Das Sage Musikzentrum in Gateshead, Großbritannien
Holzart: American ash
Architekt: Foster & Partners
Akustik Ingenieur: Arup Acoustics
Photos: Tessa Musgrave, Courtesy of Wood Awards 2005
The Sage, das neue Musikzentrum von Gateshead kostete £70 Mio. und wurde von Foster & Partners entworfen. Das Gebäude ist eine gleißende Konstruktion, die mit rostfreien Stahlblechen bedeckt ist. Die Spannweite beträgt 80 m und steht hoch über dem Fluss Tyne und schaut auf Newcastle herüber. Das Gebäude besteht aus sechs Betonbereichen – drei Konzertsälen und drei Maschinenräumen, die mit einem Dach aus rostfreiem Stahl und Glas abgedeckt wurden. Jeder der Bereiche ist separat von den anderen errichtet worden, um Geräusche durch die Konstruktionen hindurch zu verhindern. Um die notwendige Akustik zu erreichen, wurden justierbare Deckenpaneele und ein Vertäfelungssystem aus Holzwerkstoffen eingebaut. Der Stadtrat von Gateshead bestand darauf, dass nur zertifizierte Laubhölzer verwendet werden durften, daher war die Auswahl begrenzt, aber das Ergebnis ist spektakulär. American Ash wurde für den Hauptsaal und europäische Birke für den kleineren Saal und den Probenraum ausgewählt. Vorgefertigte Elemente der Deckenreflektoren wurden an Stahlrahmen befestigt, bevor sie mit Winden in den Deckenraum hinauf gezogen wurden. Jeder Reflektor besteht aus zahlreichen Sektionen, die mit zwei Lagen 6 mm Bootsbausperrholz aus Birke zusammen geklebt wurden, um den korrekten Radius der Wölbung für die optimale Ablenkung des Schalls zu erzielen. Das Sperrholz wurde mit American Ash Furnieren verklebt und die Kanten der Sektionen sind mit flexiblem Sperrholz abgedeckt um den engen Radius zu gewährleisten. Um etwas Masse in die dünne Konstruktion aus Gründen der Akustik einzubringen, wurde jede Sektion mit 75 mm dicken MDF Platten ausgekleidet.
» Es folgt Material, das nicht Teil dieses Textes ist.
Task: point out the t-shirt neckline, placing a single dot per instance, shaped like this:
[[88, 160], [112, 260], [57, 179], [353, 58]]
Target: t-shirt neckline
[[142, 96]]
Nach der Fertigung unter kontrollierten atmosphärischen Bedingungen war die Aufrechterhaltung des Feuchtigkeitsgehaltes und der Temperatur der hölzernen Elemente, nach dem Transport auf die Baustelle, besonders wichtig aber nicht einfach. Die Umgebungstemperatur und die Luftfeuchtigkeit musste täglich überprüft werden. Nach einer gewissen Bauphase wurden Behelfstüren in die Betonkonstruktion eingebaut und Heizelemente aufgestellt, um nicht-akzeptable Verformungen der Holzelemente zu verhindern. Auf den ersten Blick erscheint es so, als wenn die Bekleidung aus Ash im Hauptauditorium parallel zur Wandlinie verläuft. Allerdings fällt nach näherer Betrachtung auf, dass sie leicht gewellt verläuft. Die Bekleidung wurde direkt auf die Wand aus Betonblocksteinen, die aus wirtschaftlichen Gründen abgeflachte Oberflächen aufweist, befestigt. Um die komplexe Bogenlinie zu erreichen, forderten die Konstrukteure, dass jede Sektion der Wandbekleidung aus feuchteresistentem MDF verklebt mit Ash Furnieren und Abschussprofilen aus massiver Ash hergestellt wird. Für die schmalen Leisten aus Ash wurden zahlreiche Profile verwendet. Dabei hat jede Leiste ihre eigene individuelle Position auf den Sektionen der Bekleidung. Eine einzige Leiste, außerhalb der Reihenfolge, könnte den optischen Eindruck ruinieren und könnte die Qualität der Akustik beeinträchtigen. Wer war es, der ironisch behauptet hatte, „das Holz kein Hightech Material sei“? Im Sage Musikzentrum ist die Innenausstattung in jedem Fall Hightech, was auch von den Handwerkern bestätigt wird. Noch besser wäre es allerdings, die Musiker nach der akustischen Perfektion, die im Sage Musikzentrum erzielt wurde, zu befragen.